Dans le style opérationnel, la gestion de plusieurs instances et l'impact potentiel de la modification d'une instance sur les autres restent souvent flous. Une pratique courante pour définir les types abstraits de données (TAD) consiste à décrire les opérations comme si une seule instance existait lors de l'exécution de l'algorithme, et que toutes les opérations s'appliquaient à cette instance. Par exemple, une pile peut avoir des opérations d'aliasing , stipulant que le résultat de les enregistrements abstraits , les opérations sur un champ F d'une variable d'enregistrement R impliquent clairement F , qui est distinct de R , mais en fait également partie . Un axiome d'aliasing partiel stipulerait que la modification d'un champ d'une variable d'enregistrement n'affecte aucun autre enregistrement.

Analyse de la complexité

Certains auteurs incluent également la complexité algorithmique (« coût ») de chaque opération, tant en termes de temps (pour les calculs) que d'espace (pour la représentation des valeurs), afin de faciliter l' analyse des algorithmes . Par exemple, on peut spécifier que chaque opération prend le même temps et que chaque valeur occupe le même espace, quel que soit l'état du type abstrait de données (TAD), ou encore que le TAD possède une « taille » et que les opérations sont linéaires, quadratiques, etc., par rapport à cette taille.
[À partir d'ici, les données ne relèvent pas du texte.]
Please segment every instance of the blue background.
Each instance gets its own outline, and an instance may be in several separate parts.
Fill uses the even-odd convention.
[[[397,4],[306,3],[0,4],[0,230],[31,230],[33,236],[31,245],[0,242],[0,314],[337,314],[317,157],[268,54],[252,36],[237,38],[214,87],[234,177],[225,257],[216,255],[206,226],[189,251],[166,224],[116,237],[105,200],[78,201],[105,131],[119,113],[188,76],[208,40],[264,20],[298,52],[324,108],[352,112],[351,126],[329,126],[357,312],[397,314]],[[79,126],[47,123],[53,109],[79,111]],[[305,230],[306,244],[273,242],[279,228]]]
Alexander Stepanov , concepteur de la bibliothèque standard de modèles ( STL) C++ , a inclus des garanties de complexité dans la spécification de la STL, en argumentant :

L'introduction de la notion de types de données abstraits visait à permettre l'interchangeabilité des modules logiciels. Or, l'interchangeabilité n'est possible que si les modules présentent un comportement de complexité similaire. Remplacer un module par un autre aux fonctionnalités identiques, mais avec des compromis de complexité différents, risque de décevoir l'utilisateur. Même en lui expliquant en détail l'abstraction des données, il refuserait d'utiliser le code. Les assertions de complexité doivent donc impérativement figurer dans l'interface.

— Alexandre Stepanov

D'autres auteurs ne partagent pas cet avis, arguant qu'un type abstrait de données (TAD) de type pile est identique, qu'il soit implémenté avec une liste chaînée ou un tableau, malgré la différence de coûts d'opération, et qu'une spécification de TAD devrait être indépendante de l'implémentation.

Exemples

Variable abstraite

Une variable abstraite peut être considérée comme le type abstrait de données non trivial le plus simple, avec la sémantique d'une variable impérative. Elle admet deux opérations : `x`

null est le neutre gauche et droit pour un arbreajouter(null,A) = A, ajouter(A,null) = A.
Les listes ajoutent que l'ajout est associatifajouter(ajouter(A,B),C) = ajouter(A,ajouter(B,C)).
Les sacs ajoutent de la commutativitéajouter(B,A) = ajouter(A,B).
Enfin, les ensembles sont également idempotents.ajouter(A,A) = A.